Ela é profundamente diferente. Em outros momentos lidávamos com restrições de orçamento aprovado, mas ele estava lá, consignado em lei e passível mesmo de ser liberado a qualquer momento. Ainda que fosse uma expectativa, uma vez que só a liberação de fato permite seu uso, sua previsão legal amparava, inclusive, os atos administrativos nele lastreados. Agora não. O que se aponta é o sumiço de R$ 71 milhões do nosso orçamento, impedindo desde já que compromissos sejam assumidos e, praticamente, inviabilizando medidas paliativas, quanto mais a reversão dessa perda.

Quadro ‘delicado’ | Imagem: Bill Mackie/Unspash

Trata-se, assim, de uma mudança dramática em um quadro já tão delicado. Não será mais possível gerir o déficit. A UFRJ habituou-se a virar o ano devendo dois meses das suas contas, a serem pagos no ano seguinte, e, assim, seguir na expectativa de que alguma suplementação ou nova fonte de receita pudesse vir a abater aqui e acolá parte do seu estoque de dívida. Neste último ano, tivemos algum sucesso nessa tática, mas longe do necessário para superar o difícil quadro que se acumulou.

Com o Ploa 2021, será preciso encarar a supressão de serviços, a extinção de programas, o fechamento de atividades. É a imposição de um redimensionamento incompatível com a importância acadêmica e social da nossa Universidade. E suas consequências podem ser analisadas do ponto de vista do nosso orçamento, mas também das escolhas políticas que o corte carrega e aponta.

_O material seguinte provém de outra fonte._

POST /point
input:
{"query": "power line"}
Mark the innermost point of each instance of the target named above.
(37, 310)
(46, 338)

Do ponto de vista da gestão orçamentária e financeira da UFRJ, teremos que enfrentar esse quadro com a redução de pelo menos 25% da execução mensal do nosso orçamento no próximo ano e a imediata diminuição da execução nos últimos meses de 2020. A redução mais que proporcional ao corte advém do déficit acumulado e da total ausência de perspectivas políticas e econômicas de alternativas viáveis para seu enfrentamento. Não será mais uma administração do déficit que poderá nos orientar, mas um novo modelo de sobrevivência, de redução de danos e de garantia da nossa continuidade como instituição. É preciso que sigamos operantes.

“[O corte] atinge as universidades quando, mais uma vez, deram prova da sua importância e excelência em diferentes frentes do combate à pandemia de COVID-19” | Foto: Artur Moês (Coordcom/UFRJ)

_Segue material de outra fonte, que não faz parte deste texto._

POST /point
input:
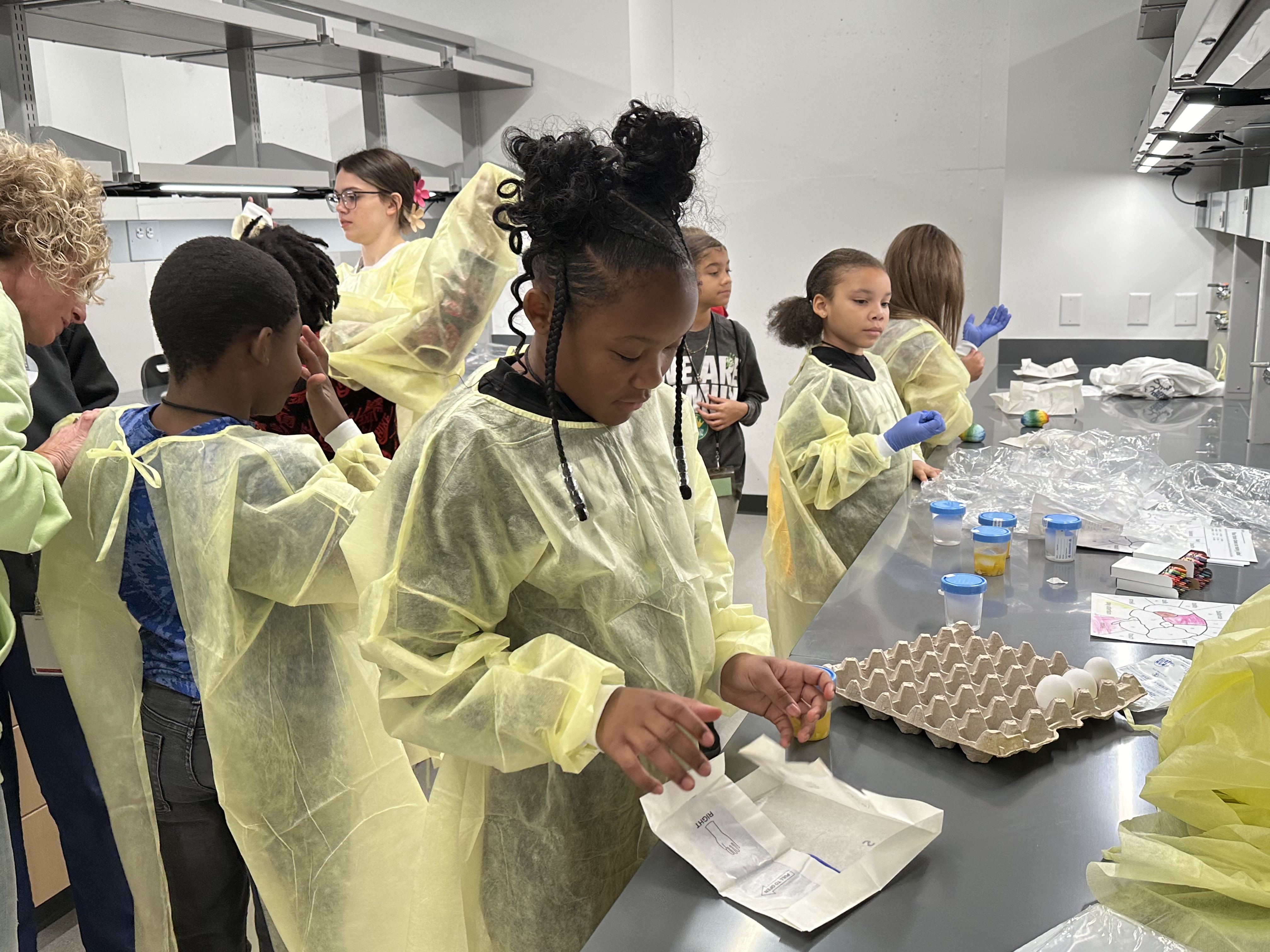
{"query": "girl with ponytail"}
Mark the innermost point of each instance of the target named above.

Do ponto de vista político, é um cenário ainda mais perverso. Atinge as universidades quando, mais uma vez, deram prova da sua importância e excelência em diferentes frentes do combate à pandemia de COVID-19. Na hora de oferecer continuidade a esses esforços e de acolher professores, técnicos e estudantes durante e após os traumas da pandemia, somos tolhidos das condições materiais de fazê-lo. É importante notar que nem mesmo a assistência estudantil, já insuficiente, foi poupada dos cortes. Isso não enfraquece um curso, um programa, uma atividade ou um serviço específico, nem mesmo uma universidade ou outra: está em xeque o sistema universitário brasileiro. Estão em risco as conquistas acumuladas, os avanços acadêmicos, o caráter mais e mais inclusivo do acesso, a busca de uma inserção internacional consistente e abrangente, enfim, o próprio conceito de universidade em torno do qual nos debruçamos e nos dedicamos. Qualquer estratégia que almeja um desenvolvimento nacional integrado e integrador, que tenha a educação, a ciência e a tecnologia como base, está de vez sob risco.

Será preciso resistir e ousar, no cotidiano e em todos os espaços, pela nossa centenária UFRJ, pela educação brasileira, pelo futuro.

“Será preciso resistir e ousar, no cotidiano e em todos os espaços, pela nossa centenária UFRJ”, acredita Raupp | Foto: Artur Moês (Coordcom/UFRJ)

*Eduardo Raupp é graduado em Ciências Econômicas, especialista em Economia Política, mestre e doutor em Administração, sendo as quatro formações pela Universidade Federal do Rio Grande do Sul (UFRGS) e o doutorado em cotutela com a Université des Sciences et Technologies de Lille (França), obtendo o título de doutor em Economia Industrial pela universidade francesa. Tem pós-doutorado em Administração pela UFRJ. É professor associado do Coppead e pesquisador do Centro de Estudos em Gestão de Serviços de Saúde (Cess) e do Laboratório de Inovação e Sustentabilidade. Foi vice-presidente da Associação de Docentes da UFRJ (2017-2019). Seus principais temas de pesquisa são a Inovação em Serviços, a Gestão Pública e a Inovação Social.